GRAND PARIS
Leslie, un jeune banlieusard désabusé, entraîne son meilleur pote Renard dans une combine foireuse à l’autre bout de l’Île de France. Sur un chantier de la future ligne de métro – le Grand Paris Express – ils découvrent un mystérieux artefact. De quoi aisément en tirer un petit billet. Mais, au fil de leur périple, la
banlieue parisienne devient le théâtre d’étranges phénomènes.
Critique du film
De RER en RER, de bus en covoit, Martin Jauvat nous promène dans la grande couronne et nous emmène découvrir les provinces reculées du 78 et du 77, le département qui l’a vu grandir. Le temps d’un trajet Romainville-Chelles (80 minutes), le spectateur.trice suit les péripéties sans queue ni tête de Leslie et Renard, deux compères dignes des meilleurs duos comiques -l’un taciturne, pragmatique, renfermé, l’autre jovial, naïf, pataud. Si les trains de banlieue et leurs dysfonctionnements structurent le rythme de l’histoire, il ne s’agit pas tant de réfléchir au rôle qu’ils jouent dans la vie des héros que de les accompagner dans une errance parfois touchante, parfois carrément absurde, que le réalisateur qualifie lui-même de “road trip en transports en commun”.
Pur produit du 77, Martin Jauvat poursuit ici sur sa trajectoire cinématographique en continuant de filmer le territoire qui l’a vu grandir, ses vides, son ennui mais aussi ses petites joies et sa sociabilité. Il renoue avec la jeunesse de banlieue et son univers, que symbolisait déjà le titre de son court-métrage précédent (Le sang de la veine) et campe également l’un des rôles principaux, à qui il insuffle ainsi une grande part d’autobiographie (lui aussi, comme Renard, est très bon au ping-pong). Sur le ton de la comédie loufoque, il retrouve et fait défiler une ribambelle de comédiens en pleine ascension (Anaïde Rozam, Marguerite Thiam, Mahamadou Sangaré) voire carrément établis (William Lebghil) dans une joyeuse ambiance de camaraderie.

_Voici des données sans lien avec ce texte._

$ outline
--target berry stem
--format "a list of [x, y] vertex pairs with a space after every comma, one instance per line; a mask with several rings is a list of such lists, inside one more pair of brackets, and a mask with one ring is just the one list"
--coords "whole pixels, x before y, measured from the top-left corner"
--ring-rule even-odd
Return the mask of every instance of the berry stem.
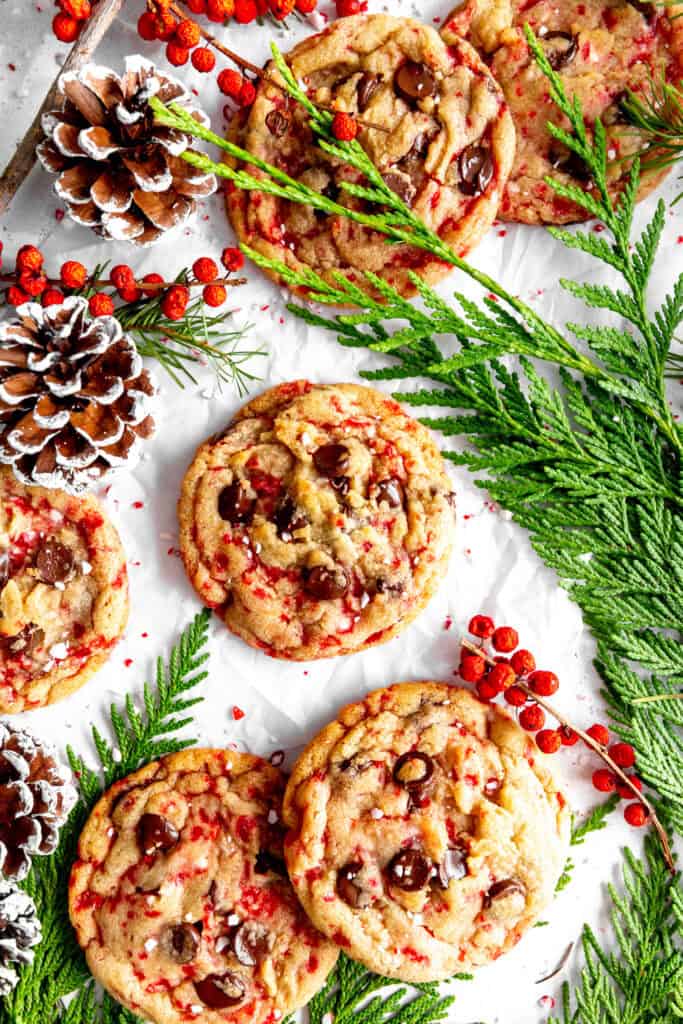
[[[473, 644], [471, 640], [467, 639], [467, 637], [461, 640], [461, 646], [464, 647], [466, 650], [470, 651], [472, 654], [478, 654], [479, 657], [483, 658], [488, 665], [497, 664], [497, 662], [494, 661], [494, 659], [491, 658], [483, 648], [477, 646], [477, 644]], [[669, 837], [666, 833], [666, 829], [657, 817], [657, 812], [654, 808], [654, 805], [648, 799], [647, 796], [641, 793], [641, 791], [631, 781], [626, 772], [622, 768], [620, 768], [619, 765], [610, 757], [606, 747], [603, 747], [601, 743], [598, 743], [596, 740], [594, 740], [593, 737], [589, 733], [584, 732], [583, 729], [577, 728], [577, 726], [575, 726], [573, 722], [570, 722], [569, 719], [565, 717], [565, 715], [563, 715], [560, 711], [557, 711], [552, 704], [549, 704], [544, 697], [539, 697], [538, 694], [534, 693], [534, 691], [529, 686], [527, 686], [526, 683], [523, 682], [523, 680], [519, 677], [517, 677], [515, 686], [518, 686], [520, 690], [523, 690], [524, 693], [526, 693], [527, 697], [530, 697], [531, 700], [534, 700], [540, 707], [543, 708], [544, 711], [547, 711], [549, 715], [552, 715], [553, 718], [555, 718], [560, 723], [560, 725], [566, 726], [567, 729], [572, 729], [577, 734], [577, 736], [579, 736], [580, 739], [583, 740], [586, 746], [590, 747], [590, 749], [594, 753], [596, 753], [598, 757], [605, 762], [606, 765], [609, 766], [610, 770], [614, 772], [617, 778], [619, 778], [620, 781], [623, 782], [624, 785], [631, 790], [635, 799], [647, 808], [648, 814], [650, 815], [650, 820], [652, 821], [653, 828], [659, 836], [659, 841], [662, 844], [662, 852], [664, 854], [666, 866], [668, 867], [669, 871], [672, 874], [674, 874], [676, 868], [671, 853], [671, 846], [669, 845]]]
[[[17, 272], [15, 272], [15, 273], [0, 273], [0, 281], [6, 282], [7, 284], [14, 284], [16, 282], [16, 275], [17, 275]], [[46, 280], [47, 280], [47, 287], [48, 288], [54, 287], [54, 288], [60, 288], [61, 289], [61, 288], [64, 287], [63, 281], [61, 281], [60, 278], [58, 278], [58, 277], [48, 277], [48, 278], [46, 278]], [[217, 277], [213, 281], [191, 281], [191, 280], [188, 280], [188, 281], [185, 282], [185, 284], [186, 284], [186, 286], [188, 288], [206, 288], [208, 285], [212, 285], [212, 284], [222, 284], [226, 288], [235, 288], [235, 287], [238, 287], [239, 285], [243, 285], [243, 284], [246, 284], [246, 283], [247, 283], [246, 277]], [[135, 281], [131, 282], [130, 287], [131, 288], [140, 288], [143, 291], [162, 291], [164, 288], [171, 288], [174, 284], [177, 284], [177, 282], [176, 281], [137, 281], [137, 280], [135, 280]], [[107, 288], [109, 286], [114, 287], [108, 277], [98, 277], [98, 278], [89, 277], [87, 279], [87, 281], [85, 282], [85, 284], [83, 285], [84, 288]]]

Si on pourrait aisément choisir de ne voir dans Grand Paris qu’une histoire drôle et un projet entre potes, ce serait sans compter la vision que propose le film de la banlieue et sa jeunesse… et c’est là où le bât blesse. Sous prétexte d’une comédie de caractères mâtinée de réalisme, Grand Paris n’offre finalement qu’une représentation assez paresseuse voire caricaturale des jeunes de banlieue, hésitant entre un propos parfois vaguement social (comment se sortir de l’inertie de quartiers sans avenir ?) et le cliché de base (trafic de drogue et manque d’éducation qui confine parfois à la bêtise).
Sans nier la réalité des difficultés et les inégalités auxquelles sont confrontées les adolescent.e.s des zones les plus pauvres de l’Île de France, on ne peut s’empêcher d’avoir l’impression de revoir un film qui a, en quelques sortes, déjà été fait mille fois. Ce manque d’ambition tient sans aucun doute au ton résolument léger du film, mais Martin Jauvat a également la maladresse d’y ajouter une vision peu fine du harcèlement de rue et une blague sur l’homophobie qui tombe comme un cheveu sur la soupe.
On regrette les longueurs du film, qui aurait pu aisément se contenter d’être un court-métrage, et les détours que, à l’image de ses héros, il emprunte infiniment. Si la fin réveille et surprend, façon Gregg Araki (un cinéaste qu’affectionne le réalisateur) c’est un peu trop tard et c’est dommage ; cette audace de dernière minute manque un peu au propos et condamne Grand Paris à tourner un peu en rond.
De Martin Jauvat, avec Mahamadou Sangaré, Martin Jauvat et Sébastien Chassagne.